A la suite de cette douloureuse expérience, vous avez décidé de créer l’association À côté de toi une association pour soutenir les parents et les équipes des soins intensifs des HUG. Quelle est votre mission ? Quelles sont vos actions ?
Durant notre long séjour aux soins intensifs, nous avons eu le temps de beaucoup discuter avec le personnel soignant et d’observer. Nous avons très vite ressenti le besoin d’établir un monde d’ « après » l’hospitalisation de Layssa.

Après plusieurs mois de réflexion, nous décidons de nous lancer et de créer l’association À côté de toi. Cette dernière vient en aide aux nouveau-nés, enfants et adolescents hospitalisés aux soins intensifs, à leur famille ainsi qu’au personnel soignant. Nous sommes convaincus qu’en améliorant la qualité de vie des enfants malades, nous pouvons générer un impact positif direct sur les parents, la fratrie et le personnel soignant.

À travers nos actions que ce soit dans la qualité des soins, de la prise en charge ou du confort quotidien, nous leur apportons du confort, du bonheur et de la sérénité. Chaque action que nous menons contribue au bien-être de tous.
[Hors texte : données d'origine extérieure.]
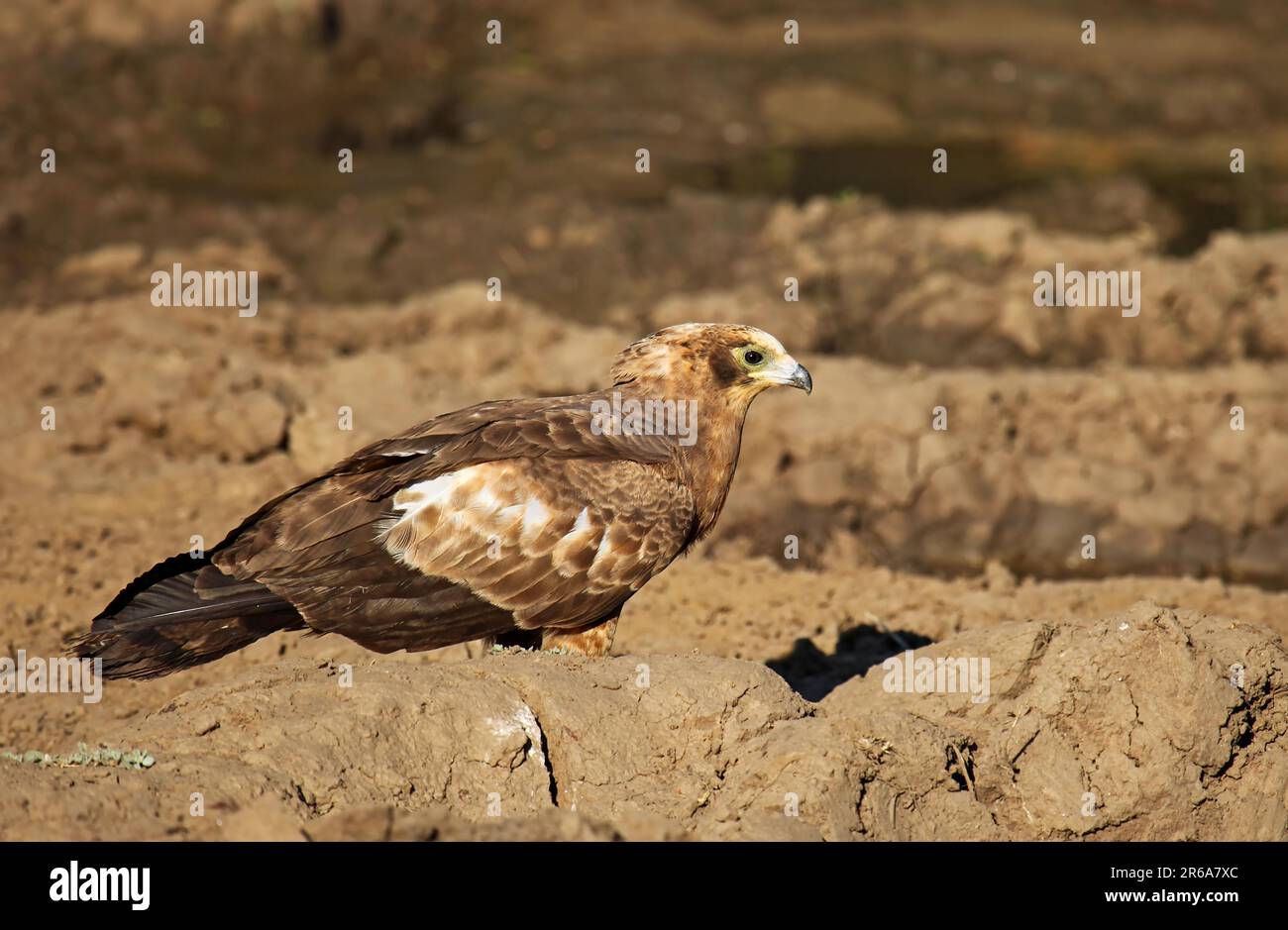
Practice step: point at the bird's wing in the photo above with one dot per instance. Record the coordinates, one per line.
(469, 524)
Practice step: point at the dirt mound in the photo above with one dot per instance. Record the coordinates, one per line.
(1150, 724)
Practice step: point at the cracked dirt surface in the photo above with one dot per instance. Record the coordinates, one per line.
(1127, 728)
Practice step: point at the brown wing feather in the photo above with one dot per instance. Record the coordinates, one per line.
(359, 554)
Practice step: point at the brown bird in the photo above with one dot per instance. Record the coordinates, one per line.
(518, 522)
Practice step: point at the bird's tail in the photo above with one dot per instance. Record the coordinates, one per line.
(181, 612)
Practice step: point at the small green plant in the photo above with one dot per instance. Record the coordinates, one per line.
(84, 755)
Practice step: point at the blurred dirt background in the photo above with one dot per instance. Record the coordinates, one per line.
(763, 715)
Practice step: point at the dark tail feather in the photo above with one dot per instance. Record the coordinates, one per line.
(180, 613)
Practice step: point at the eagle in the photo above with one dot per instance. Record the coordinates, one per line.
(524, 522)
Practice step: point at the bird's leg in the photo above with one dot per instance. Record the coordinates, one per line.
(592, 641)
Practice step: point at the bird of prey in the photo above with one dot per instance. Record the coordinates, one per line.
(522, 522)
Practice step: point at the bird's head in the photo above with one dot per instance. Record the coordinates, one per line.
(735, 361)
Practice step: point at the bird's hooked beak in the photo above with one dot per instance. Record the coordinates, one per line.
(791, 373)
(800, 379)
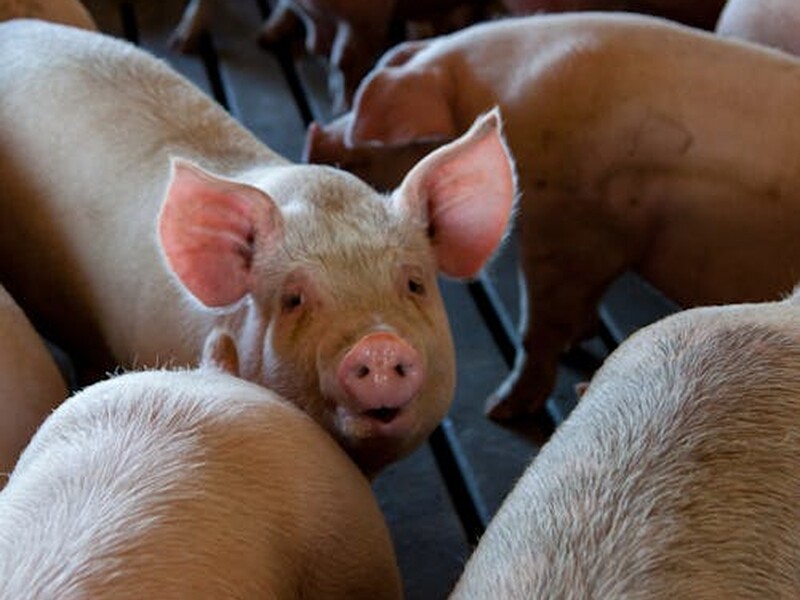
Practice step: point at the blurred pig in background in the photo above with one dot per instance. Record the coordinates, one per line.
(640, 144)
(773, 23)
(66, 12)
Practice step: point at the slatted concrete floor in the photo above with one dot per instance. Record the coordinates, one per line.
(438, 500)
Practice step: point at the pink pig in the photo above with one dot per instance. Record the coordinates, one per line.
(350, 33)
(772, 23)
(697, 13)
(30, 383)
(639, 144)
(189, 484)
(140, 215)
(676, 476)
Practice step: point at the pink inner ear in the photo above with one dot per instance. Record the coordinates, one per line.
(469, 188)
(209, 230)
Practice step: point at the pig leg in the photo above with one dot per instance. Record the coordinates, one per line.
(563, 285)
(195, 19)
(30, 383)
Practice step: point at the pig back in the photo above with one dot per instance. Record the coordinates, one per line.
(675, 477)
(87, 128)
(194, 483)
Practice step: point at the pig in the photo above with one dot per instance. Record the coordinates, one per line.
(66, 12)
(30, 383)
(139, 215)
(189, 484)
(351, 34)
(676, 476)
(773, 23)
(638, 145)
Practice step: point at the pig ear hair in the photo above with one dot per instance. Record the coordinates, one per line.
(465, 192)
(209, 230)
(393, 107)
(219, 352)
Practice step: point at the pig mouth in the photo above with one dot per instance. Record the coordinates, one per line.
(390, 423)
(384, 414)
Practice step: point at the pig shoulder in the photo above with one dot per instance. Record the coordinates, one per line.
(219, 479)
(677, 471)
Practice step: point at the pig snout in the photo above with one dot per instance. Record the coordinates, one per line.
(380, 375)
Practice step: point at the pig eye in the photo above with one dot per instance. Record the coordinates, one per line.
(291, 301)
(416, 287)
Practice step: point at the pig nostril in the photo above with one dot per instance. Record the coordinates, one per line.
(383, 414)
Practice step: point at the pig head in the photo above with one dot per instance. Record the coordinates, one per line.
(771, 23)
(345, 316)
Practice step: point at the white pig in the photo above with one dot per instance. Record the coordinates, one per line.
(677, 475)
(189, 484)
(30, 383)
(66, 12)
(329, 287)
(640, 144)
(772, 23)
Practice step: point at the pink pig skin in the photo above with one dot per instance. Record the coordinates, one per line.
(773, 23)
(189, 484)
(675, 477)
(639, 144)
(149, 215)
(350, 33)
(30, 383)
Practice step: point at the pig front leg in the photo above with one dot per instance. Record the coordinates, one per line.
(30, 383)
(569, 257)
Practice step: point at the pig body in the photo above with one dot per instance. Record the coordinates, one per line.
(350, 33)
(30, 383)
(139, 215)
(189, 484)
(772, 23)
(639, 145)
(675, 477)
(66, 12)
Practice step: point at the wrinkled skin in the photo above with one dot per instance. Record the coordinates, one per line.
(621, 162)
(772, 23)
(176, 220)
(681, 461)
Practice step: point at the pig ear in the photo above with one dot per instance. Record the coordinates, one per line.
(395, 106)
(219, 352)
(465, 191)
(210, 229)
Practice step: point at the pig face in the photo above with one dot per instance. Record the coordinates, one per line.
(331, 288)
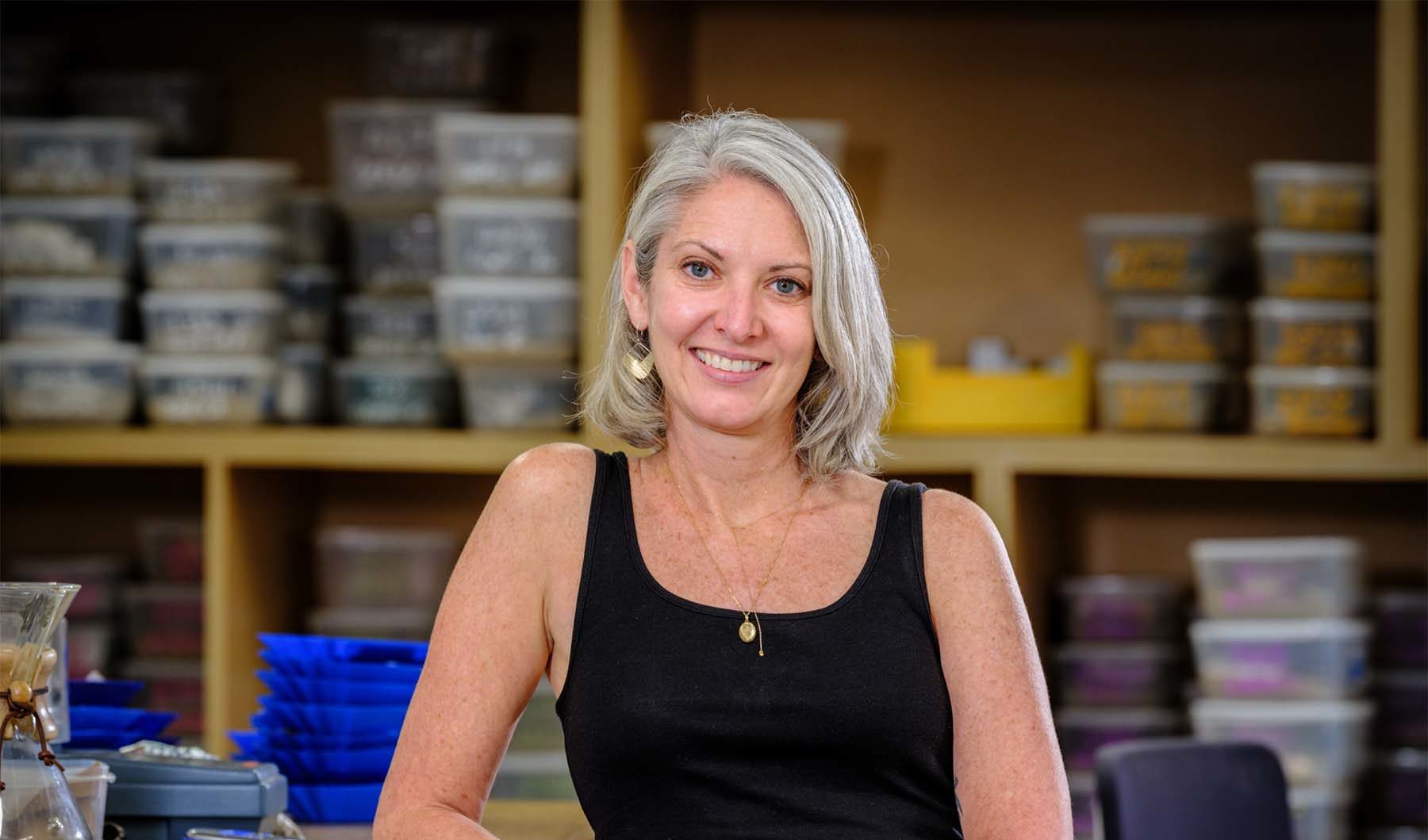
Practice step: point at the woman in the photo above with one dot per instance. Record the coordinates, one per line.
(749, 635)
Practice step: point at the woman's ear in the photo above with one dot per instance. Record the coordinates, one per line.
(635, 294)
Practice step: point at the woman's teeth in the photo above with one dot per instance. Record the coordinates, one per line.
(733, 366)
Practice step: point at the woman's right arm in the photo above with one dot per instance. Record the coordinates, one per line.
(489, 649)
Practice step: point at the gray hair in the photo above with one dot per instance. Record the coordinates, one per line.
(849, 387)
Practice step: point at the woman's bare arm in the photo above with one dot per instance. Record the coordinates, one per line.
(1012, 782)
(489, 649)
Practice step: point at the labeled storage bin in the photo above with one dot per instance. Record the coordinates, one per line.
(1310, 265)
(394, 392)
(1165, 255)
(1121, 609)
(496, 396)
(1120, 674)
(1177, 329)
(217, 192)
(209, 390)
(1319, 743)
(1085, 731)
(507, 155)
(219, 256)
(63, 309)
(1297, 577)
(524, 319)
(67, 383)
(1313, 401)
(67, 237)
(1303, 333)
(509, 237)
(1167, 396)
(164, 619)
(1310, 659)
(383, 567)
(212, 323)
(394, 251)
(392, 326)
(73, 158)
(1314, 196)
(386, 149)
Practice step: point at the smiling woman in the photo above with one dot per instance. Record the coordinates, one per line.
(894, 692)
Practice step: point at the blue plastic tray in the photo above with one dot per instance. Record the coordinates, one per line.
(336, 692)
(339, 649)
(103, 692)
(333, 804)
(343, 670)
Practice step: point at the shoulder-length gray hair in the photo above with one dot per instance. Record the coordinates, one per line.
(850, 383)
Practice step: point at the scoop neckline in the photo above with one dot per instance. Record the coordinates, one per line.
(637, 556)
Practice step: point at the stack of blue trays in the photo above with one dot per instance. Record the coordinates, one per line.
(332, 719)
(100, 719)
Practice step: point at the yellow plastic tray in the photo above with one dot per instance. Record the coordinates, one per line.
(954, 401)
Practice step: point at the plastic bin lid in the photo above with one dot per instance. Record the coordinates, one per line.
(1313, 378)
(1278, 631)
(1313, 240)
(1276, 549)
(1283, 711)
(1301, 171)
(1292, 309)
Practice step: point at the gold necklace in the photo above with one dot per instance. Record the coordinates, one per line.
(749, 631)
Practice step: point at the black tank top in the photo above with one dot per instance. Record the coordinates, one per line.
(674, 729)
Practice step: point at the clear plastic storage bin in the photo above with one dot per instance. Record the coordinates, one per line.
(67, 237)
(209, 390)
(69, 383)
(1120, 674)
(1121, 609)
(1313, 401)
(383, 567)
(394, 392)
(63, 309)
(217, 192)
(387, 149)
(1297, 577)
(1085, 731)
(1165, 255)
(1307, 659)
(1177, 329)
(496, 396)
(392, 326)
(394, 251)
(73, 158)
(212, 323)
(509, 155)
(509, 237)
(1167, 396)
(1320, 743)
(213, 256)
(1311, 265)
(1314, 196)
(526, 319)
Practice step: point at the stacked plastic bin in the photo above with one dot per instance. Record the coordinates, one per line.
(1283, 662)
(1395, 789)
(506, 301)
(1120, 674)
(213, 251)
(66, 251)
(1314, 337)
(1177, 342)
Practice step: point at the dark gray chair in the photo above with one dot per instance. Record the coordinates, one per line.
(1181, 789)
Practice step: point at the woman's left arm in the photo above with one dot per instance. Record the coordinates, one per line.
(1012, 783)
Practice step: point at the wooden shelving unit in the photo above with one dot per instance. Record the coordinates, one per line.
(978, 139)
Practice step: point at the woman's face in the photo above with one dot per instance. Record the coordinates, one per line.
(728, 309)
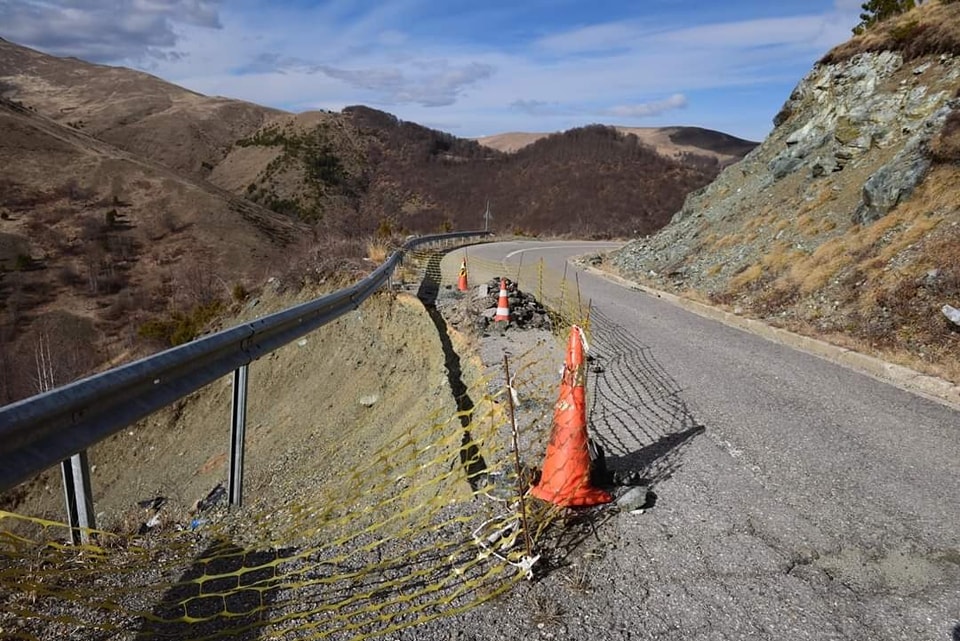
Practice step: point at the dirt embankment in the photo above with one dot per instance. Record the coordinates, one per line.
(316, 410)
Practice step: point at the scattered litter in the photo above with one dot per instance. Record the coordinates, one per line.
(216, 495)
(952, 313)
(153, 504)
(369, 400)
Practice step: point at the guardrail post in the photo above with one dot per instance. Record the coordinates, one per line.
(238, 420)
(76, 488)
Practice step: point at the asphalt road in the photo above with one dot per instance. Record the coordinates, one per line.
(795, 498)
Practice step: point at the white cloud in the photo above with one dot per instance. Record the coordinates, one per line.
(647, 109)
(429, 83)
(105, 30)
(456, 68)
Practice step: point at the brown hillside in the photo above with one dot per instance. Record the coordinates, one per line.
(364, 170)
(94, 243)
(134, 111)
(673, 142)
(844, 223)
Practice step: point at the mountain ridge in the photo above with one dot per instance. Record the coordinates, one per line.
(843, 223)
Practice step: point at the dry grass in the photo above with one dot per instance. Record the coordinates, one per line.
(747, 277)
(814, 271)
(931, 28)
(780, 256)
(377, 251)
(945, 148)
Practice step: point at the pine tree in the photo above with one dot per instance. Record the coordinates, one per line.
(875, 11)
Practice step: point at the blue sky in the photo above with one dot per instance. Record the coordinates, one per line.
(470, 68)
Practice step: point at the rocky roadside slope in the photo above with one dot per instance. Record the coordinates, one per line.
(843, 223)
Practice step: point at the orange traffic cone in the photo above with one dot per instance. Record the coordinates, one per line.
(565, 480)
(462, 281)
(503, 305)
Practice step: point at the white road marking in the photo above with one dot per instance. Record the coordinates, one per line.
(520, 251)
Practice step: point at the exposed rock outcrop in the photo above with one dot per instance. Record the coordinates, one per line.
(832, 223)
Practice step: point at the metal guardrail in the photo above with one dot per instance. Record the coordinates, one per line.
(58, 426)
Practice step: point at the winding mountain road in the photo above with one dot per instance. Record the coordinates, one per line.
(796, 498)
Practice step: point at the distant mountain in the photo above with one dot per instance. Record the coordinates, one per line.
(134, 111)
(673, 142)
(132, 209)
(365, 169)
(843, 223)
(105, 254)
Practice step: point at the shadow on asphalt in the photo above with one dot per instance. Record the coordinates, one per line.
(227, 591)
(470, 456)
(638, 415)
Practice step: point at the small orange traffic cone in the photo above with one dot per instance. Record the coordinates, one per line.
(462, 281)
(503, 305)
(565, 480)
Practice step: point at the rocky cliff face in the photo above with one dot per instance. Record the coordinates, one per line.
(844, 221)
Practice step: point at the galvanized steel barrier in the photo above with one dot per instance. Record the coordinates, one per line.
(58, 426)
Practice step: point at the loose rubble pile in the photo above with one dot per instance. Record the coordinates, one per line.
(476, 308)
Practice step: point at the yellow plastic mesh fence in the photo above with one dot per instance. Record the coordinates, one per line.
(426, 525)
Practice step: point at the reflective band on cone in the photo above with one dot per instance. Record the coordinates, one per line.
(462, 281)
(503, 305)
(565, 480)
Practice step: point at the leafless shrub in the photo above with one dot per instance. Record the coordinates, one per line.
(196, 282)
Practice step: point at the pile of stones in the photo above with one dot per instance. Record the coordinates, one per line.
(526, 312)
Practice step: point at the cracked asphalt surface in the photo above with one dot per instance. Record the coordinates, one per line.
(795, 498)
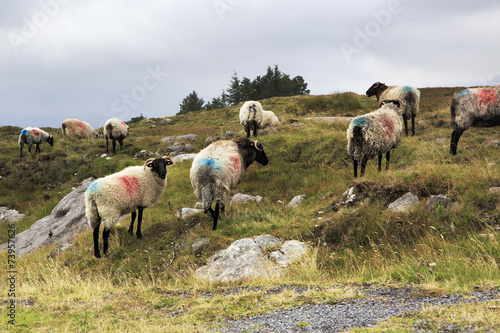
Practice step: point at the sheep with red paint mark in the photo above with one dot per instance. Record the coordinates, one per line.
(115, 130)
(78, 128)
(473, 107)
(408, 97)
(132, 189)
(34, 135)
(218, 168)
(374, 134)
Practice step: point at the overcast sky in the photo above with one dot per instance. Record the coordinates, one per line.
(97, 59)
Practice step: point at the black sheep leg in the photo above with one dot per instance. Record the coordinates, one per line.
(139, 221)
(105, 238)
(131, 228)
(96, 242)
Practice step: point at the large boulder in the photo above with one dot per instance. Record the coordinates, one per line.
(60, 227)
(247, 258)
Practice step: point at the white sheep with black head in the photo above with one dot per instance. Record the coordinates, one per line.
(374, 134)
(132, 189)
(408, 97)
(473, 107)
(219, 167)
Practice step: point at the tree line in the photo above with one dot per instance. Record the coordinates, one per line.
(273, 84)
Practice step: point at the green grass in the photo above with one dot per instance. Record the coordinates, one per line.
(148, 284)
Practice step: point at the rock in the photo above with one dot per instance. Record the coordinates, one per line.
(10, 215)
(296, 201)
(240, 198)
(187, 137)
(405, 203)
(330, 119)
(244, 259)
(185, 212)
(290, 252)
(199, 245)
(437, 200)
(65, 222)
(183, 157)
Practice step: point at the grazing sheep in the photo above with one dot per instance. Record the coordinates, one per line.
(477, 107)
(373, 134)
(269, 119)
(219, 167)
(34, 135)
(251, 116)
(409, 98)
(115, 130)
(133, 188)
(79, 128)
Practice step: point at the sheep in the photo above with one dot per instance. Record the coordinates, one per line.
(473, 107)
(79, 128)
(133, 188)
(115, 130)
(34, 135)
(409, 98)
(219, 167)
(373, 134)
(269, 119)
(251, 116)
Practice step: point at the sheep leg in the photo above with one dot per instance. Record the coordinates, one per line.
(455, 136)
(139, 221)
(131, 228)
(363, 166)
(105, 238)
(96, 242)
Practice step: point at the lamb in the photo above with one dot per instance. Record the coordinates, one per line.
(409, 98)
(115, 130)
(251, 116)
(133, 188)
(373, 134)
(34, 135)
(477, 107)
(269, 119)
(79, 128)
(219, 167)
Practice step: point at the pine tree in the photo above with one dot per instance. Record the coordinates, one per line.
(191, 103)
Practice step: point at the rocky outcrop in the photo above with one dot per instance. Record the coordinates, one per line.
(60, 227)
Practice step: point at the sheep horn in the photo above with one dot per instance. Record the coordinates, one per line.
(151, 159)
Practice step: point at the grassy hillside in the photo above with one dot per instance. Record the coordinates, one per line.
(148, 284)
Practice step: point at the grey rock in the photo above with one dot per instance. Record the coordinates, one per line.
(240, 198)
(404, 203)
(199, 245)
(10, 215)
(296, 201)
(60, 227)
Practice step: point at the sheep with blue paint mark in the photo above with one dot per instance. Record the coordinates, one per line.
(473, 107)
(374, 134)
(408, 97)
(34, 135)
(251, 117)
(115, 130)
(132, 189)
(218, 168)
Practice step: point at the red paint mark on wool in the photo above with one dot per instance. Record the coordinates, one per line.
(388, 126)
(130, 184)
(486, 97)
(236, 163)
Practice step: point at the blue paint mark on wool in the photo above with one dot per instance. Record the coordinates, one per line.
(210, 162)
(361, 122)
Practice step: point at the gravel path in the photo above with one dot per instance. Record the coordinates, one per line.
(381, 303)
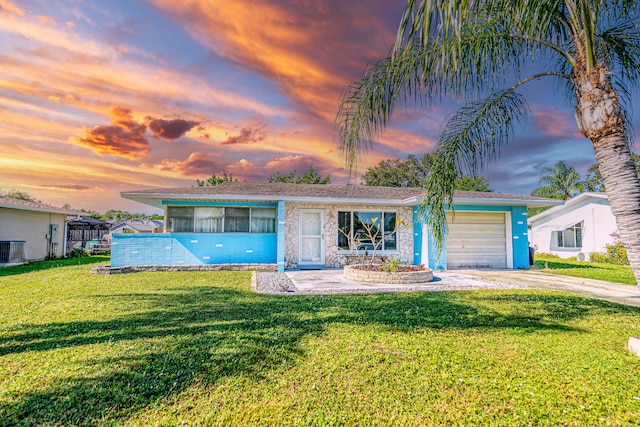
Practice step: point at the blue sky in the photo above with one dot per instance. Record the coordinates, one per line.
(102, 97)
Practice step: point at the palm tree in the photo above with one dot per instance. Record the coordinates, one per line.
(559, 182)
(464, 49)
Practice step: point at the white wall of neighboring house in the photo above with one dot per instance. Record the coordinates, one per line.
(34, 228)
(591, 210)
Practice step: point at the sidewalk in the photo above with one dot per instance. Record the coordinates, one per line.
(332, 281)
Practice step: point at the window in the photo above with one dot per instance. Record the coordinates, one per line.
(208, 220)
(221, 220)
(263, 220)
(570, 237)
(236, 220)
(353, 225)
(180, 219)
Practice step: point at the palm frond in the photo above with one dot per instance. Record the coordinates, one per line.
(472, 136)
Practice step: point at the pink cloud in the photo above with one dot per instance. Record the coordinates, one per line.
(247, 135)
(124, 137)
(170, 129)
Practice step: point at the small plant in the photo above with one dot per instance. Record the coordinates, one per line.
(78, 253)
(371, 233)
(392, 264)
(616, 253)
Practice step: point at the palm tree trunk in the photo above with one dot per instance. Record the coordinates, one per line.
(600, 119)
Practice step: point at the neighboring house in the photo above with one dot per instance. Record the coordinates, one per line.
(297, 226)
(137, 226)
(31, 231)
(581, 226)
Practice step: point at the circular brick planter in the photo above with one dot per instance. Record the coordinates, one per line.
(352, 272)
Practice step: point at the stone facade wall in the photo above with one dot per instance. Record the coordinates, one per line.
(335, 257)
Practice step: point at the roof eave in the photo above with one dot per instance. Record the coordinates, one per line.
(40, 209)
(492, 201)
(157, 199)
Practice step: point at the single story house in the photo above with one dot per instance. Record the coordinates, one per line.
(83, 231)
(294, 226)
(137, 226)
(579, 227)
(31, 231)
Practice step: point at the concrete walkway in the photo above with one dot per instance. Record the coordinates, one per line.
(332, 281)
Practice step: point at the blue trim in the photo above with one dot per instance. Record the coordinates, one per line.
(212, 203)
(192, 249)
(281, 230)
(417, 237)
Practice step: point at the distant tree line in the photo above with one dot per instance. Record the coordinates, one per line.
(412, 172)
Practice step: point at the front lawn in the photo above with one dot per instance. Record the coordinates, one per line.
(191, 348)
(588, 270)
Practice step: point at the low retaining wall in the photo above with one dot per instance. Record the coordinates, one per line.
(206, 267)
(351, 272)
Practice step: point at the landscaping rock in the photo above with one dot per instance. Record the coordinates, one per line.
(634, 345)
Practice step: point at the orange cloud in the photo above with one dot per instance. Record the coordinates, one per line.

L’une d’elles est le projet pyjpyj. Pouvez-vous nous en dire plus ?
Nous avions pu constater de nombreux points négatifs quant aux vêtements donnés aux enfants. Ils étaient souvent inappropriés, notamment pour faire passer de nombreux câbles et tubulures ce qui engendraient un stress important alors que l’enfant a besoin de calme. Les vêtements sont aussi peu confortables et rêches et peuvent ainsi blesser la peau sensible des enfants.

Partant de ce constat et des besoins des enfants, nous avons décidé de renouveler les vêtements des petits patients de 0 à 16 ans en leur offrant des vêtements plus confortables aux couleurs gaies.

Pour ce projet, nous avons sélectionné la marque Petit Bateau comme fournisseur des vêtements et avons effectué une batterie de tests en partenariat avec les HUG afin de valider l’ensemble des modèles

Pour en savoir plus sur l’action pyjpyj ou pour faire un don, rendez-vous ici.

Projet pyjpyj de l'association A côté de toi

Quel est le prochain chapitre de l’aventure A côté de toi ?
Nous avons une longue liste de projets en tête pour améliorer la qualité des soins et la prise en charge ainsi que le confort quotidien des enfants malades, de leur famille et du personnel soignant. Cela passe par l’engagement de personnel dédié aux enfants malades pour égayer leurs journées comme des compteurs d’histoire ou encore des thérapeutes.

L’achat de coussins d’allaitement, des améliorations dans la salle de repos pour les parents (par exemple l’installation de machines à café) ou encore la mise à disposition de place de parking proche de l’hôpital pour des séjours de longues durées pour les parents. Et bien évidemment, nous espérons mettre en place ceci non pas uniquement à Genève mais partout en Suisse.

Notre plus grand challenge est de faire accepter nos idées dans le domaine hospitalier qui est connu pour être traditionnellement difficile d’accès et de mettre en œuvre coûte que coûte nos projets pour le bien des enfants.

Corinne & Hassan, que peut-on vous souhaiter de meilleur aujourd’hui pour demain ?
De ne pas oublier que, malgré ce passage douloureux, nous avons un très bel avenir devant nous.